After witnessing a man murdered in broad daylight by armed assailants during Shanghai’s opening minutes, Paul (John Cusack), a journalist, looks to a colleague and slurs: “Welcome to Shanghai.” With this early tonal blunder, director Mikael Håfström and screenwriter Hossein Amini announce the film, set in the months before the bombing of Pearl Harbor, as tripe, refusing to establish the 1940s setting as anything more than an Oriental jungle gym for half-hearted one-liners and rote international intrigue, anchored by a stock, American ex-pat lead, and without a shred of revisionist moxie.
Cusack slums through a series of voiceovers waxing somber about the state of world relations, with imprecise jabs at enemies like “a night at the German embassy can feel like a thousand years,” as he quickly becomes ensconced within a mystery narrative that morphs him from writer to detective. Problem is, Paul isn’t meant to be a putz in Amini’s script, but its anchor of interest and empathy. Dial Shanghai a click or two left and it could be played as a spoof, even as written, since the self-serious circumstances and dreary exposition merely reinforce tired, empty noirish notions of private-dick desire, especially once Paul becomes taken with Anna (Gong Li), the wife of a wealthy Chinese official, Anthony (Chow Yun-Fat).
Shanghai is the sort of deep-pockets period piece that represents the bane of Hollywood thought; a blatant, hoary rip-off of late-’50s Sam Fuller noirs like The Crimson Kimono or House of Bamboo, it’s needlessly bloated to accommodate its status as an international, prestige production. With a Swedish director, an Iranian screenwriter, and a cast featuring actors from three different continents, this costume noir typifies Hollywood’s long-standing usage of worldwide talent, but the film itself has absolutely no certitude or conviction regarding its assessment of cosmopolitan histories.
Everything here is needlessly bloated to accommodate its status as an international, prestige production.
If, as Paul states in an opening monologue, “you could travel the world in an afternoon and never have to leave the confines of Shanghai’s international settlement,” then Shanghai remains stubbornly restricted to a fraction of that proposed map, especially as it relinquishes all interest in pursuing the logical ends of its inaugural claims and becomes simply consumed in resolving the murder of Paul’s colleague, played by Jeffrey Dean Morgan.

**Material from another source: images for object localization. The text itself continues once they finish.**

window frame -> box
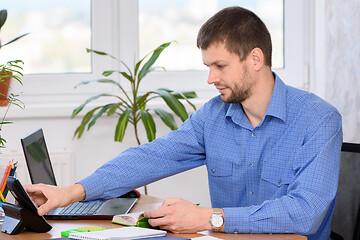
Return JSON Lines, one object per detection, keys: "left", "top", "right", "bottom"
{"left": 5, "top": 0, "right": 312, "bottom": 118}
{"left": 120, "top": 0, "right": 310, "bottom": 102}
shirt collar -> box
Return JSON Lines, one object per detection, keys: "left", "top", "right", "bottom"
{"left": 264, "top": 72, "right": 287, "bottom": 122}
{"left": 225, "top": 72, "right": 287, "bottom": 126}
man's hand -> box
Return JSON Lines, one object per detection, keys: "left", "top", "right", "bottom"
{"left": 143, "top": 198, "right": 213, "bottom": 234}
{"left": 24, "top": 183, "right": 86, "bottom": 216}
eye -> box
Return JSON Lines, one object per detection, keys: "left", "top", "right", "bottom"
{"left": 217, "top": 64, "right": 225, "bottom": 69}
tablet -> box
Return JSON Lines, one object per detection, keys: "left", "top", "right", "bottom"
{"left": 6, "top": 176, "right": 38, "bottom": 214}
{"left": 1, "top": 176, "right": 52, "bottom": 234}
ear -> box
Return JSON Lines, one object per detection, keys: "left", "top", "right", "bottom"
{"left": 250, "top": 48, "right": 264, "bottom": 71}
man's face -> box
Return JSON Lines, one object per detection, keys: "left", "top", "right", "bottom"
{"left": 202, "top": 42, "right": 254, "bottom": 103}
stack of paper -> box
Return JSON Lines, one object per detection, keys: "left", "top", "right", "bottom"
{"left": 68, "top": 226, "right": 167, "bottom": 240}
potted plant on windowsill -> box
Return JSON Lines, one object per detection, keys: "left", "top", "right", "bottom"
{"left": 71, "top": 42, "right": 197, "bottom": 194}
{"left": 0, "top": 9, "right": 29, "bottom": 106}
{"left": 0, "top": 61, "right": 25, "bottom": 149}
{"left": 0, "top": 8, "right": 27, "bottom": 148}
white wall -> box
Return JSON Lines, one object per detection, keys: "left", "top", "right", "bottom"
{"left": 1, "top": 104, "right": 212, "bottom": 207}
{"left": 324, "top": 0, "right": 360, "bottom": 143}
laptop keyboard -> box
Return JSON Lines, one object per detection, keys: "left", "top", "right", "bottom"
{"left": 59, "top": 201, "right": 103, "bottom": 215}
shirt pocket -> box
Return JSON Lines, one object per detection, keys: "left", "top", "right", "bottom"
{"left": 260, "top": 163, "right": 293, "bottom": 198}
{"left": 207, "top": 160, "right": 233, "bottom": 177}
{"left": 261, "top": 168, "right": 291, "bottom": 187}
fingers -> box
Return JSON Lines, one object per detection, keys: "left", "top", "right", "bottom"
{"left": 161, "top": 198, "right": 182, "bottom": 207}
{"left": 24, "top": 183, "right": 61, "bottom": 215}
{"left": 37, "top": 200, "right": 56, "bottom": 216}
{"left": 144, "top": 198, "right": 211, "bottom": 233}
{"left": 24, "top": 184, "right": 45, "bottom": 196}
{"left": 24, "top": 184, "right": 47, "bottom": 207}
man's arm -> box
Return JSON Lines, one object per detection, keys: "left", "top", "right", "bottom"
{"left": 24, "top": 183, "right": 86, "bottom": 216}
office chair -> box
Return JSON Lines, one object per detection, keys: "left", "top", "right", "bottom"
{"left": 331, "top": 142, "right": 360, "bottom": 240}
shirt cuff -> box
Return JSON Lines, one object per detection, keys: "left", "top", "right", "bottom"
{"left": 77, "top": 173, "right": 104, "bottom": 201}
{"left": 223, "top": 207, "right": 251, "bottom": 233}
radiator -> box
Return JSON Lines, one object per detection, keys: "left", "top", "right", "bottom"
{"left": 0, "top": 149, "right": 74, "bottom": 187}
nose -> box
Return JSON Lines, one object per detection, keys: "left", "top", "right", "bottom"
{"left": 207, "top": 67, "right": 220, "bottom": 85}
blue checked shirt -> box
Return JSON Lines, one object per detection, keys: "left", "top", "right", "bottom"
{"left": 80, "top": 73, "right": 342, "bottom": 240}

The film’s sole bright spot is Chow, whose all-too-brief presence instantly elevates scenes above Håfström’s hopelessly deafened and depleted pacing. When Paul inquires about Anthony’s arm injury, Anthony grabs Paul’s hand, slams it to his damaged shoulder, and asserts: “It’s already healed.” One wishes the film were fully about his virile character, whose piercing glances and assertive demeanor suggest fiery, more complex portions of the city than the filmmakers care to ponder, much less encounter. Instead, every Asian character dances around Paul’s personal plight, which eventually has him trying to skip town with Anna after things fall apart.
Most disheartening, however, are the film’s surface tension revelations regarding social desire and ethnic conflict. Whatever reservations one has with films like Broken Blossoms or The Bitter Tea of General Yen in terms of race, with white actors playing Asian characters, they’re nonetheless sensitive, elaborate works by directors whose clarity of vision regarding cultural and sexual difference at least pauses, if not excuses, their representational insensitivities. If not quite politically progressive, those films are surely compassionate and perceptive regarding the strictures of nationalist, even racist logic. Conversely, Shanghai, like its browbeaten and roughed-up protagonist, is ultimately content to limp back to where it came from.